Financially, this upgrade comes with a 20% price reduction compared to the prior model, costing $32 per million audio input tokens and $64 per million audio output tokens.
Feature-wise, the Realtime API now supports several powerful new capabilities:
– Remote MCP (Model Coordination Protocol) servers, enabling voice agents to access additional tools and richer contextual information.
– Image input, allowing voice agents to process and refer to visual information within conversations.
– SIP (Session Initiation Protocol) phone calling, which empowers agents to make and receive real phone calls, expanding their utility in business, customer support, and education domains.

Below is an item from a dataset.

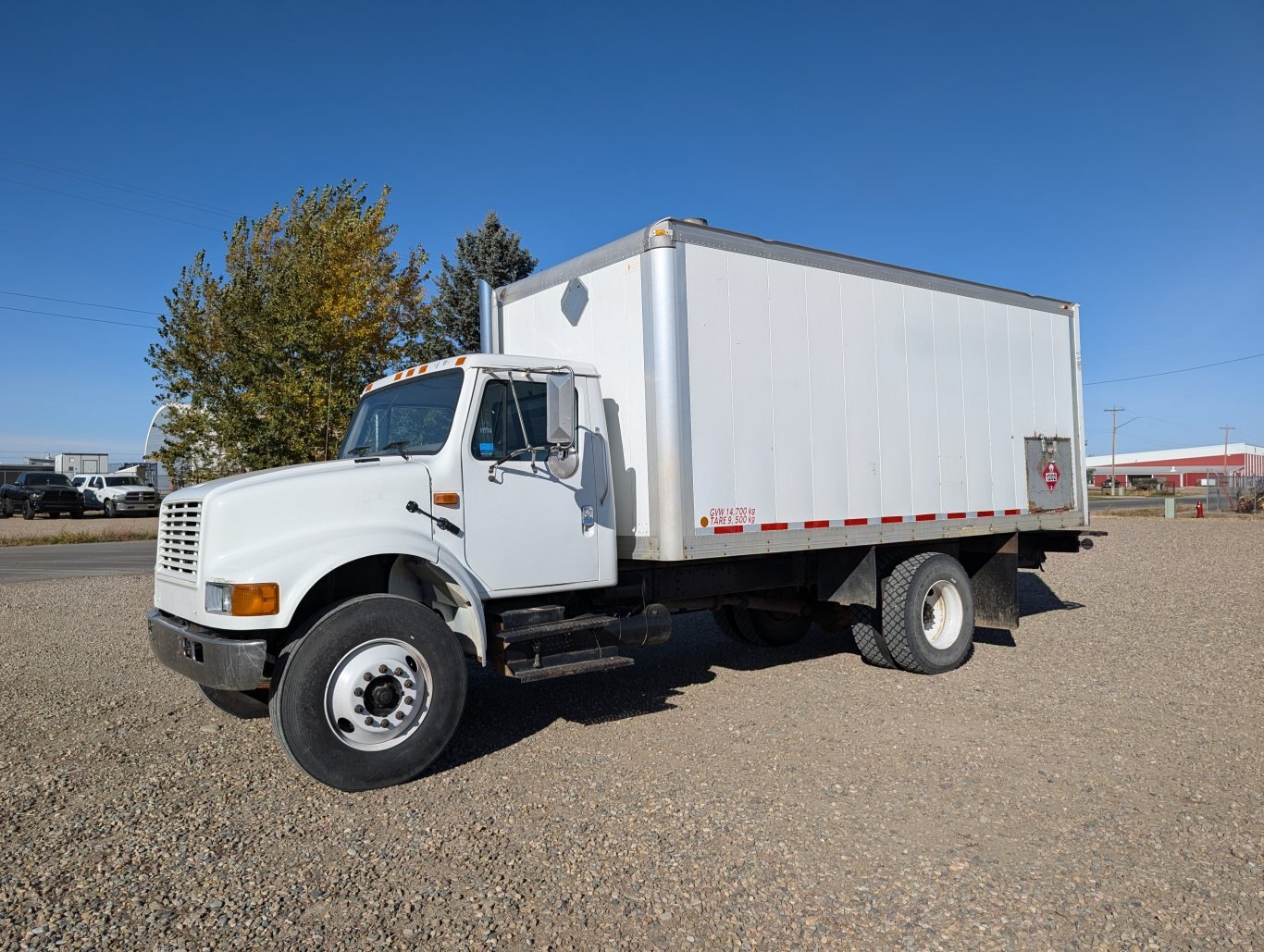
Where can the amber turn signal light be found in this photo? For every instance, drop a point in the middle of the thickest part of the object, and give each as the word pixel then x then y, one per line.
pixel 262 599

– Asynchronous function/tool calling and reusable prompts to enable more complex and flexible dialogue flows.
Two new synthetic voices, named Cedar and Marin, have been introduced exclusively for this API, offering developers fresh, high-quality voice options. Additionally, existing voices have been updated to improve quality and expressiveness further.

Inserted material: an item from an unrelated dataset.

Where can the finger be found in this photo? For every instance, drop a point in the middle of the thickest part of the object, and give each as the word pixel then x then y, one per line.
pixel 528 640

Compliance and performance improvements accompany the release:
The Realtime API fully supports EU Data Residency requirements, ensuring compliance for applications deployed within the European Union. On benchmark testing, such as the Big Bench Audio evaluation for reasoning tasks, the gpt-realtime
model achieves 82.8% accuracy—substantially higher than the previous generation’s 65.6% from December 2024.

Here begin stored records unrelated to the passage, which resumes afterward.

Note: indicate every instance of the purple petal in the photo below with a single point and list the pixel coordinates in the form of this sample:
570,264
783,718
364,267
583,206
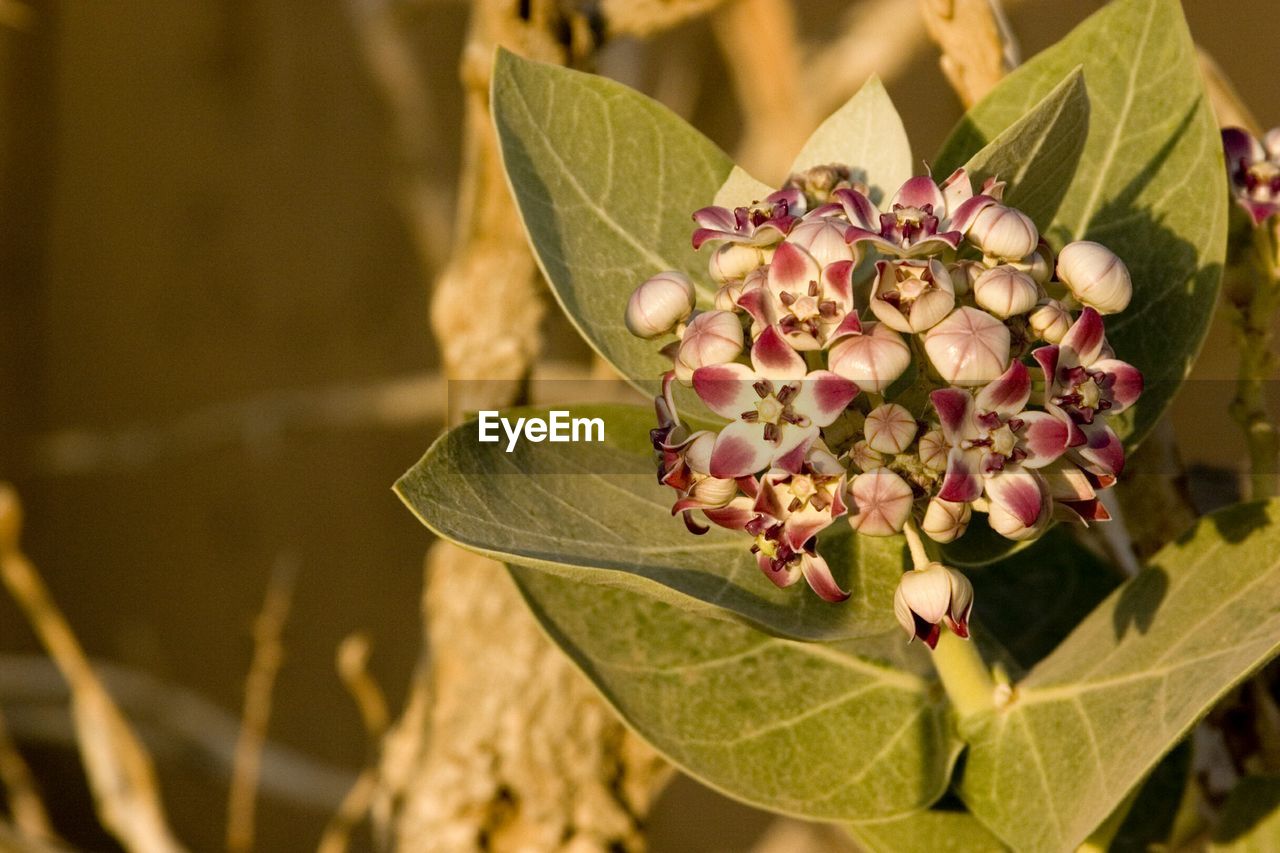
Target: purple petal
1043,438
1008,393
823,396
1127,386
775,359
740,450
818,574
791,269
1086,337
955,409
961,483
859,209
727,388
918,192
1019,492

The technology behind the Realtime API exhibits strong real-time interaction attributes:
It implements highly effective semantic Voice Activity Detection (VAD) for precise turn-taking, minimizing interruptions and reducing latency. While it currently lacks multi-speaker differentiation (which would help in multi-user or noisy environments), built-in noise reduction improves robustness against background speech.
Developers and industry watchers recognize this launch as a major step forward for voice AI applications. The API’s design facilitates low-complexity integration without heavy server-side overhead, allowing voice mode to be added to applications quickly. Use cases span customer support, personal assistants, education, real estate, and other domains where natural, context-aware voice interaction is paramount. Integration previews with large enterprises such as T-Mobile have already been shared publicly, demonstrating promising production-ready capabilities.
In addition to the Realtime API and gpt-realtime
speech-to-speech model, OpenAI also released gpt-audio
(version 2025-08-28), their first generally available audio model designed for the Chat Completions REST API. It targets audio understanding and generation with pricing set at $40 per million audio input tokens and $80 per million output tokens.
Overall, OpenAI’s Realtime API and gpt-realtime
represent a leap in creating production-grade voice agents— with expressive, contextually intelligent speech capabilities, multimodal inputs, telephony integration, and improved affordability. The updates highlight the platform’s readiness to power real-world voice applications with enhanced user experience and developer flexibility.